0

A glory of e-books is that they require less investment by publishers and readers. What’s more, they can be called up instantly. Too, they are more open to “viral marketing”–fans can talk them up and spread the good news. With file sharing technology, publishers can let readers pass along sample chapters or even complete books. Various forms of protection, including the best one of all, fair prices, can help assure the right compensation for creators.

Luddites smug about the p-book world might consider a paragraph in a BusinessWeek review of recent novels about the industry:

Has book publishing fallen into a state of material and moral rot? Consider a few symptoms: Publishers’ seasonal catalogs loaded with already-ripe-for-the-pulper schlock. Fat advances that are thinly disguised payoffs to prominent pols. “Authors” (athletes, porn stars, celebrity girlfriends) barely capable of penning a shopping list. Media conglomerates dependent on big-name writers, whose books get piled in giant stacks meant to stampede superstore customers. The list goes on.

Meanwhile here’s a BusinessWeek quote-paraphrase from The Last Days of Publishing, one of the reviewed novels:

“Like light from a distant star,” he reflects, a publisher’s catalog describes books “signed up long ago by editors laid off by a management no longer in place for a house that, in all but name, may no longer exist.”

BusinessWeek has kind words about most of the novels reviewed, liking The Last Days of Publishing the most, followed by Foul Matter, while not so enthusiastic about The Storyteller, “a self-indulgent muddle of a suspense novel that considers the highly topical issue of plagiarism.” As the magazine notes, “commerce and creativity can still coexist” at times.

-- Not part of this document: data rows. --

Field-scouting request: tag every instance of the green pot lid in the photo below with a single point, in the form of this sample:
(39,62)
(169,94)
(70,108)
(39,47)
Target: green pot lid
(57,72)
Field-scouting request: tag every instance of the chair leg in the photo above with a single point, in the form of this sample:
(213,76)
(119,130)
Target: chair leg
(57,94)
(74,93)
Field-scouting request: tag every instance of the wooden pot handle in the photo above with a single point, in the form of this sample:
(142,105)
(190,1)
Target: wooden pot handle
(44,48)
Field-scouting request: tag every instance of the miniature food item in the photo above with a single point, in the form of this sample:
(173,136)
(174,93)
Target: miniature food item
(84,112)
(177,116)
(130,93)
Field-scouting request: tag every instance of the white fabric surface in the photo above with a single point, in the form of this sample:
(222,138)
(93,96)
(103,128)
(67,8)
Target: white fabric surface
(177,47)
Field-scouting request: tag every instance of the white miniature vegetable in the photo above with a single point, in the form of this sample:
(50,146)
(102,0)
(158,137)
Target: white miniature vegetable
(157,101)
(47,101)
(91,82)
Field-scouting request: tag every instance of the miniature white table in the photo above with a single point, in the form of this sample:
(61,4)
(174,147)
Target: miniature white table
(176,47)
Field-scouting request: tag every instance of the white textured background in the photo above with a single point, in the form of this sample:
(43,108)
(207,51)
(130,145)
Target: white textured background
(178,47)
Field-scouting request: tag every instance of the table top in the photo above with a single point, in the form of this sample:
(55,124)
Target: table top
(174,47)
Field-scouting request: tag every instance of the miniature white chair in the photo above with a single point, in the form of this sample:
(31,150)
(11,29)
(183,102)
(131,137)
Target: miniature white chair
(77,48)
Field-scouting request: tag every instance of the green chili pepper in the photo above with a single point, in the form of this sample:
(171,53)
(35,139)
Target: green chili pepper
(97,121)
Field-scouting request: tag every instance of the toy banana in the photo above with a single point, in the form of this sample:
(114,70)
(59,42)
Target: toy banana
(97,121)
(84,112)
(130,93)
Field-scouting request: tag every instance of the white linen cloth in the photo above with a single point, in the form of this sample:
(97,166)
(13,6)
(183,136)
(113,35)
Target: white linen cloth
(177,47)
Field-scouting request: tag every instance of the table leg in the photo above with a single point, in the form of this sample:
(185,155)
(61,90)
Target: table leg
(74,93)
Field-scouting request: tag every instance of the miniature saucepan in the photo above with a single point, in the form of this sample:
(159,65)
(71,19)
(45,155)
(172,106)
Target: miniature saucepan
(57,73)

Still, an important point comes out along the way. BusinessWeek asks why “a turkey like The Storyteller would be picked up by Doubleday and get a nice-size print run of 25,000, not to mention the benefit of a muscular distribution apparatus, while the stimulating Last Days of Publishing finds a home only at a relatively weak university press and a print run of 4,000.”

E-books, anyone? Isn’t it time for a better publishing system? With TeleRead, big publishers could still be major players, but, via word of mouth and otherwise, it would be easier for books from smaller publishers to make their mark and help elevate standards of the industry.